Da die Art eine zweijährige Entwicklungsdauer besitzt, müssen bereits 2005 Tiere am Fundort gewesen sein, ohne dass sie bemerkt wurden. Dies bestätigt die Vermutung des letztgenannten Autors, dass Sitaris muralis aufgrund ihres unscheinbaren Habitus, des geringen Aktionsradius der Adulten, der verhältnismäßig kurzen Aktivitätszeit sowie der Nutzung sekundärer Kleinstlebensräume im städtischen Bereich vermutlich häufig übersehen wird. 


Abb. 4: Mehrere Eigelege mit darauf sitzenden Sitaris.

Abb.
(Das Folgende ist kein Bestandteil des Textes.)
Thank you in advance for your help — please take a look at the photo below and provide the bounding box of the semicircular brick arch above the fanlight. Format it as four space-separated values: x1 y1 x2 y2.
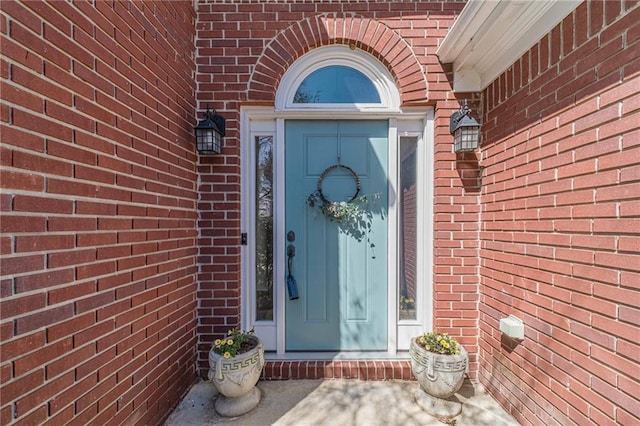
248 14 428 105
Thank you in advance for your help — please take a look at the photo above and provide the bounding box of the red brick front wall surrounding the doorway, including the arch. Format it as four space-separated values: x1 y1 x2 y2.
196 0 479 374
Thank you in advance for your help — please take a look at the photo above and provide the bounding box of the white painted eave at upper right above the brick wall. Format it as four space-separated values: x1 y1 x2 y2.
436 0 582 92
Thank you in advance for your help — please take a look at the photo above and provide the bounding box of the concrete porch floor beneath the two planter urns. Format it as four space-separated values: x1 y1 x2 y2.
165 379 518 426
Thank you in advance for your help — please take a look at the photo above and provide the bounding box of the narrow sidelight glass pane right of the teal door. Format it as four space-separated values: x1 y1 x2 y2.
398 138 418 320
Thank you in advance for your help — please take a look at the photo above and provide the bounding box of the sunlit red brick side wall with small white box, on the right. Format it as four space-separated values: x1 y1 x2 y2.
479 0 640 425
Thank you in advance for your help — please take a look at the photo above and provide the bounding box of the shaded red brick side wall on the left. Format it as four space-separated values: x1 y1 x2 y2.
0 0 197 425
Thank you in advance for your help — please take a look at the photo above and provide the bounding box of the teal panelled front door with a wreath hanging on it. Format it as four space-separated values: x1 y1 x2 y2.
285 120 388 351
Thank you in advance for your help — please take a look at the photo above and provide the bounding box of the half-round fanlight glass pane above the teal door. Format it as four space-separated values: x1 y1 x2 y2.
293 65 380 104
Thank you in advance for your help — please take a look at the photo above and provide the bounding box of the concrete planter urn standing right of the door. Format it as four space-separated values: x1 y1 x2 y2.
409 338 469 417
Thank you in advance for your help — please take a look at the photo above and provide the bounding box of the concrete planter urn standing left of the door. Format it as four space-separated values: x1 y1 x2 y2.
208 335 264 417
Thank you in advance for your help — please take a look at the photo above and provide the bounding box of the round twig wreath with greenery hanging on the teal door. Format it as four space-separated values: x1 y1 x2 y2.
307 163 370 225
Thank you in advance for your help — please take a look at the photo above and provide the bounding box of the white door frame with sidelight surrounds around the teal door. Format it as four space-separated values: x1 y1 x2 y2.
240 106 434 359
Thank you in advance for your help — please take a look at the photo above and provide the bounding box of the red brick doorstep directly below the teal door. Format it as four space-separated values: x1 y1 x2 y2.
260 360 415 380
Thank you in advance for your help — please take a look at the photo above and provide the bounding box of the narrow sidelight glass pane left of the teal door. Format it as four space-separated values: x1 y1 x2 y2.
255 136 273 321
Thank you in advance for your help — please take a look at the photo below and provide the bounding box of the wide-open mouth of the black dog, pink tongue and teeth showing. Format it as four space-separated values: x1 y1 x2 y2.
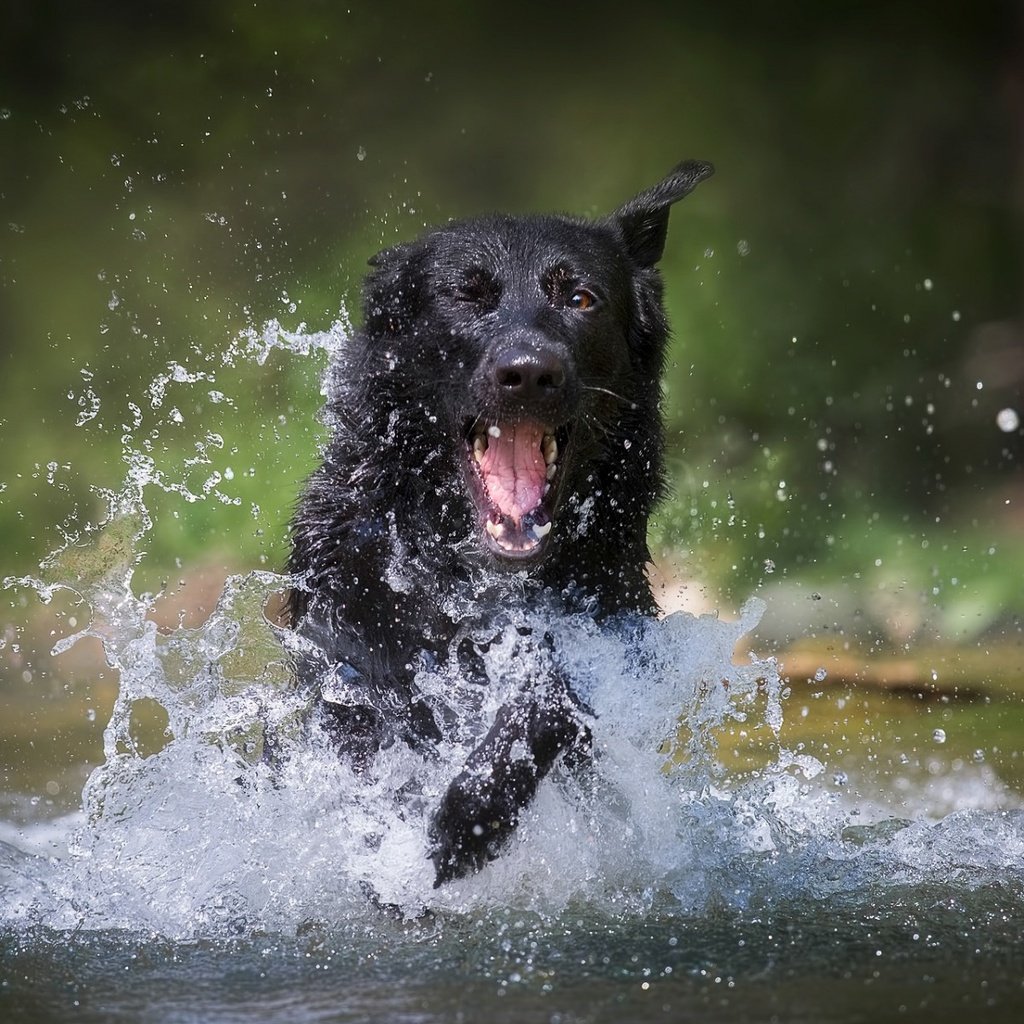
466 420 567 561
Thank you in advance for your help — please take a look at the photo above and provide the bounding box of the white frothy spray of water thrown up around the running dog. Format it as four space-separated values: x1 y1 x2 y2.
0 323 1024 937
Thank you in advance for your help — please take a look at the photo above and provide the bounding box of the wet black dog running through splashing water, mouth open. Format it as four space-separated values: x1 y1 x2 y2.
289 162 712 885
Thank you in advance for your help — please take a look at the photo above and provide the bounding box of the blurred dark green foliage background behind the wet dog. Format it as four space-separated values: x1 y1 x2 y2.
0 0 1024 635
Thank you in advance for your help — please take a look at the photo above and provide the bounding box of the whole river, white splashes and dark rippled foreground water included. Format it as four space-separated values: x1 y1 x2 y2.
0 323 1024 1022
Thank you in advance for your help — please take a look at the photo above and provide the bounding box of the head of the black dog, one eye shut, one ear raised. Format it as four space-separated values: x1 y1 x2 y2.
359 162 712 567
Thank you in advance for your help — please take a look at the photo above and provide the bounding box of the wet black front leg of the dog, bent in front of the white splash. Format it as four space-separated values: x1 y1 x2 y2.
431 693 591 888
Abb. 5: Einzelnes Eigelege von Sitaris muralis.

Danksagung: Die Verfasser möchten sich bei Herrn B. Renke (Herten) und F. Kasparek (Herten) für die Anfertigung einiger Fotografien sowie bei Herrn Dr. J. Lückmann (Bensheim) für die kritische Durchsicht des Manuskriptes bedanken

Literatur
BOLOGNA, M.A. (1991): Fauna d`Italia: Coleoptera Meloidae. 541 pp. Edizioni Calderini, Bologna.
BRÜHNE, M. & AHRENDT, W. (2005): Vorkommen von Sitaris muralis (FOERSTER) im Kreis Kleve (NRW). – Coleo, 6: 53 – 60.
GEISER, R. (1998): Rote Liste der Käfer (Coleoptera). – In: BINOT, M., BLESS, R., BOYE, P., GRUTTKE, H. & PRETSCHER, P. (Hrsg.): Rote Liste gefährdeter Tiere Deutschlands. – Schriftenreihe für Landschaftspflege und Naturschutz, 55: 168 – 230.
HORION, A. (1956): Faunistik der mitteleuropäischen Käfer, Bd. V: Heteromera. Tutzing, 336 pp. 
KATSCHAK, G. (1995): Drilus concolor AHR. und Sitaris muralis (FOERST.) im Stadtgebiet von Kleve (Col., Drilidae, Meloidae). – Mitt. Arb.gem. Rhein. Koleopterologen (Bonn), 5: 201 – 204.
KATSCHAK, G. (2005): Anmerkungen zur Verbreitung von Sitaris muralis am linken Niederrhein. – Coleo, 6: 17 – 21.
LÜCKMANN, J. (2006): Sitaris muralis (FOERSTER, 1771) – neu für Niedersachsen und Stand der aktuellen Verbreitung der Art in Deutschland (Coleoptera: Meloidae). – Entomol. Z., 116 (3): 107 – 112.
Zitat: Hannig, K., A. Pennekamp & Th. Zegula (2007): Erstnachweis von Sitaris muralis (FOERSTER, 1771) 
für Westfalen (Coleoptera, Meloidae). - Mitt. Arb.gem. Rhein. Koleopterologen (Bonn) 17, im Druck.